GPs see many allergy-related disorders, including asthma, rhinitis, conjunctivitis, eczema (particularly in young children), occupational asthma and food intolerance. Rarely, a GP may be faced with a patient with life threatening asthma or anaphylaxis and should know how to recognise and manage this.
Type 1 immunoglobulin E (IgE) mediated response accounts for the majority of these.

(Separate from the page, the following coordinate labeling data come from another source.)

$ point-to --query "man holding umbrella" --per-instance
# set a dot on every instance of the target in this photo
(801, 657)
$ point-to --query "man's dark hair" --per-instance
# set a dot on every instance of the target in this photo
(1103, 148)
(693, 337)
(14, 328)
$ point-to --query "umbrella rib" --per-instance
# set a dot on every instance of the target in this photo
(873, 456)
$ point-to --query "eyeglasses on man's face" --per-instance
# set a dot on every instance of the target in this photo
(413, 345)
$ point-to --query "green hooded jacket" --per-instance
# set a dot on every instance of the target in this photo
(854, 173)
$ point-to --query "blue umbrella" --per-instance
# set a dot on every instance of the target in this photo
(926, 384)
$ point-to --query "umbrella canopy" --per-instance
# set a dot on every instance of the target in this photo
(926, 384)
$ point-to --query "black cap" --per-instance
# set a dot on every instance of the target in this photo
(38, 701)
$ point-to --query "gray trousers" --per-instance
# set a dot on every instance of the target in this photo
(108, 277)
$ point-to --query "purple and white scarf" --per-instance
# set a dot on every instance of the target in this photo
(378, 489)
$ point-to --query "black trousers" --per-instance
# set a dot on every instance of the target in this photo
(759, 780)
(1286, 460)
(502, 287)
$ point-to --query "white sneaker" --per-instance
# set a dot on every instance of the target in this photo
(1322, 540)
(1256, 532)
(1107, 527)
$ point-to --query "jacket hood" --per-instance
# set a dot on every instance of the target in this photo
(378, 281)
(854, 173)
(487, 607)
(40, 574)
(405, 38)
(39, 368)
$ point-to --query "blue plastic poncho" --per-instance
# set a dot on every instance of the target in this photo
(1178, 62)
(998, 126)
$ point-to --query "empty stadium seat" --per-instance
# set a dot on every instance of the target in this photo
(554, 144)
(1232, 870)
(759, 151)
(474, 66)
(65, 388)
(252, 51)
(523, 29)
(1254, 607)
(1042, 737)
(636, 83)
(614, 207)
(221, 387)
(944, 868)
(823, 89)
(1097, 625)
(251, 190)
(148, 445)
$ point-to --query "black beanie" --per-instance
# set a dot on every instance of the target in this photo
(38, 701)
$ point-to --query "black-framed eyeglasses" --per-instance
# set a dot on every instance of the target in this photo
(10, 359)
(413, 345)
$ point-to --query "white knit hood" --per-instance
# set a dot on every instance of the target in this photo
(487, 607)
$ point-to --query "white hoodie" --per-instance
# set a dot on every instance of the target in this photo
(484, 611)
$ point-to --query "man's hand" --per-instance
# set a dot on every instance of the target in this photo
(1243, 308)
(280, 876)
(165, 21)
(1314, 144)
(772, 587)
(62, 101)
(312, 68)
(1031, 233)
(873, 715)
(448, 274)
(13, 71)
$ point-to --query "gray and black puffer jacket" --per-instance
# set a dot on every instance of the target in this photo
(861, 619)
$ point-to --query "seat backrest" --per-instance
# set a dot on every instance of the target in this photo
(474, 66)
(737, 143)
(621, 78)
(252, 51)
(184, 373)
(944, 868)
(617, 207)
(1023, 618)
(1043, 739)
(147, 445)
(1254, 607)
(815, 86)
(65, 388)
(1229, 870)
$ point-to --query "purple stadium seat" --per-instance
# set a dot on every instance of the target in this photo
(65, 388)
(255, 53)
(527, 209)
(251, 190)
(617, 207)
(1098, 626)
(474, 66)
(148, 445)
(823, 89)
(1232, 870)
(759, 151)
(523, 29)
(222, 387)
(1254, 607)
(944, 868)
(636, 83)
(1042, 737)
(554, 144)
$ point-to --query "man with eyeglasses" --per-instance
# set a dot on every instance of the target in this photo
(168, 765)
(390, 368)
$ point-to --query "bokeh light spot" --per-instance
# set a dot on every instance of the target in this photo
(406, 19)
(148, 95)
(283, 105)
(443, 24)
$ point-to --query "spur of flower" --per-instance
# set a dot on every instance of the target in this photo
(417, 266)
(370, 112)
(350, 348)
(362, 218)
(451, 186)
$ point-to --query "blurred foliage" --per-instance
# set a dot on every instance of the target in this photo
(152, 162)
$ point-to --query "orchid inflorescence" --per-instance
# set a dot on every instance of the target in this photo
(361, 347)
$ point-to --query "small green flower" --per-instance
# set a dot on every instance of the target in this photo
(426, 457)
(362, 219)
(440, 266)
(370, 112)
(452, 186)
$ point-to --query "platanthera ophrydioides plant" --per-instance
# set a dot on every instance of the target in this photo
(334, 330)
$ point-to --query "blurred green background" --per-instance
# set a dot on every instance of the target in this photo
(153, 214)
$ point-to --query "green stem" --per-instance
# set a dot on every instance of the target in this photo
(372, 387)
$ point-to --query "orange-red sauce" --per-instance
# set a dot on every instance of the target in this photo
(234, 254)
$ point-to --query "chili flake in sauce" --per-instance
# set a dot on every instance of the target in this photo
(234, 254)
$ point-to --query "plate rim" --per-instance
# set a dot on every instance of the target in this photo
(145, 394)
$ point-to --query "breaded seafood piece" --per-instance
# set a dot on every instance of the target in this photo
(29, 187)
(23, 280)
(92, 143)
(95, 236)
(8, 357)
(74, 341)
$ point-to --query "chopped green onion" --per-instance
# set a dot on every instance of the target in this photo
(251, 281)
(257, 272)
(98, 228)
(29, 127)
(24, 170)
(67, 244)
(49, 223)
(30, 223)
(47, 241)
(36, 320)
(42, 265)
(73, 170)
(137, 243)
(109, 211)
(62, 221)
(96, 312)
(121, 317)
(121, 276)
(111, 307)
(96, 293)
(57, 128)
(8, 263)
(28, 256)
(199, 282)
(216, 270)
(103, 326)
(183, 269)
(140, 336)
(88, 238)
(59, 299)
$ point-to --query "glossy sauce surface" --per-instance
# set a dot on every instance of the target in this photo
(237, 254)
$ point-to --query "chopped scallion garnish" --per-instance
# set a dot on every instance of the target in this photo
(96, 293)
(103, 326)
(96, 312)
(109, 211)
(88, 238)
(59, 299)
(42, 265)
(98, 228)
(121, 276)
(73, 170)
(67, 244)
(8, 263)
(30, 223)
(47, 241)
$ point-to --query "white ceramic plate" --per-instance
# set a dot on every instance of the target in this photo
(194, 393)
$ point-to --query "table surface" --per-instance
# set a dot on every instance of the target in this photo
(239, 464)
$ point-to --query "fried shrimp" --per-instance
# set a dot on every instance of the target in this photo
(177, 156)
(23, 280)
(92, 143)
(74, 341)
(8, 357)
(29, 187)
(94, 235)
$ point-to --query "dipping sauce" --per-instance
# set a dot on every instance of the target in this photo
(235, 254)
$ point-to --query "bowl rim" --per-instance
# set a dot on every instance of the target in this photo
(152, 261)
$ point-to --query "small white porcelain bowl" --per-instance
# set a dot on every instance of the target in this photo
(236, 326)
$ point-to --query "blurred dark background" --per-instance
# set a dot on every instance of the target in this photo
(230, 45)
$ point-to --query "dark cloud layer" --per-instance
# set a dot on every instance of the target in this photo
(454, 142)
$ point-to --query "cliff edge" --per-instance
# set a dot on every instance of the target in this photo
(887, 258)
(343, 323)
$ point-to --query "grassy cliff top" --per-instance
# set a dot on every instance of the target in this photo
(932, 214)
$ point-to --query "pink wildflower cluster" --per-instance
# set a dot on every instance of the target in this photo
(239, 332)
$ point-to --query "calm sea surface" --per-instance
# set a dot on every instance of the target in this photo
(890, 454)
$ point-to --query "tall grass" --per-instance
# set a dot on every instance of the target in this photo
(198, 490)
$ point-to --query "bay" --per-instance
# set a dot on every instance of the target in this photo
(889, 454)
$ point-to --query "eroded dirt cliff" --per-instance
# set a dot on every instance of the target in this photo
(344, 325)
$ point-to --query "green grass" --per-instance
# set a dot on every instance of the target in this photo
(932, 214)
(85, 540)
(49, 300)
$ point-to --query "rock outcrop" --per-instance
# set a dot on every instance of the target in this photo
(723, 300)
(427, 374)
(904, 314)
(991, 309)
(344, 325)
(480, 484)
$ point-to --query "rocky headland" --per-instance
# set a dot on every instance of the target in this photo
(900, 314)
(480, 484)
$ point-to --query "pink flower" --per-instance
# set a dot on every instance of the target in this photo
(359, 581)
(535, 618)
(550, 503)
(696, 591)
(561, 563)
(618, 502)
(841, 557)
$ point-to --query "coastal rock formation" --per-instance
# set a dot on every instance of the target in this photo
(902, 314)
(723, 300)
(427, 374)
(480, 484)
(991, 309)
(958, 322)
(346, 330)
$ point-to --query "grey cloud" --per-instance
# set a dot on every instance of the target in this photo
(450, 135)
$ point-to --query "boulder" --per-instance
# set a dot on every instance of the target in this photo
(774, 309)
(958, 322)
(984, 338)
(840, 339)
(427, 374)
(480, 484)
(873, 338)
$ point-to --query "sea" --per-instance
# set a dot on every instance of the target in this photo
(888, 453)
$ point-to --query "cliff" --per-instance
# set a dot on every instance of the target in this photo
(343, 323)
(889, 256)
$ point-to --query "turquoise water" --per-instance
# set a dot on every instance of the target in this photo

Hay Fever (Seasonal Allergic Rhinitis)
History
Symptoms are caused by sensitivity to various pollens, and thus worst in spring and early summer. Patients typically complain of a runny, itchy or blocked nose, sneezing and watery and itchy red eyes. It is common, self-limiting and recurs yearly at the same season. It tends to run in families and hay fever patients who also have eczema and asthma are said to be atopic.
Examination
In addition to a general ENT examination, look out for evidence of allergic shiner – dark shadows around eyes – and nasal polyps which indicate that the nasal mucosa is inflamed (seen best when the nasal cavities are inspected with a nasal speculum).
Diagnosis
Hay fever diagnosis is usually clinical but skin prick tests or serum IgE levels may be indicated.
Management
Patients often require symptomatic relief and advice on how to minimise exposure to allergens (see Box 65.1). Oral antihistamines manage both nasal and ocular symptoms effectively. Newer generation antihistamines (e.g. cetirizine or loratadine) are less sedating. They are effective within hours, but not suitable when pregnant or breast-feeding. If antihistamines are insufficient, intranasal corticosteroid sprays or drops, or antihistamine or mast cell stabilising eye drops may be added.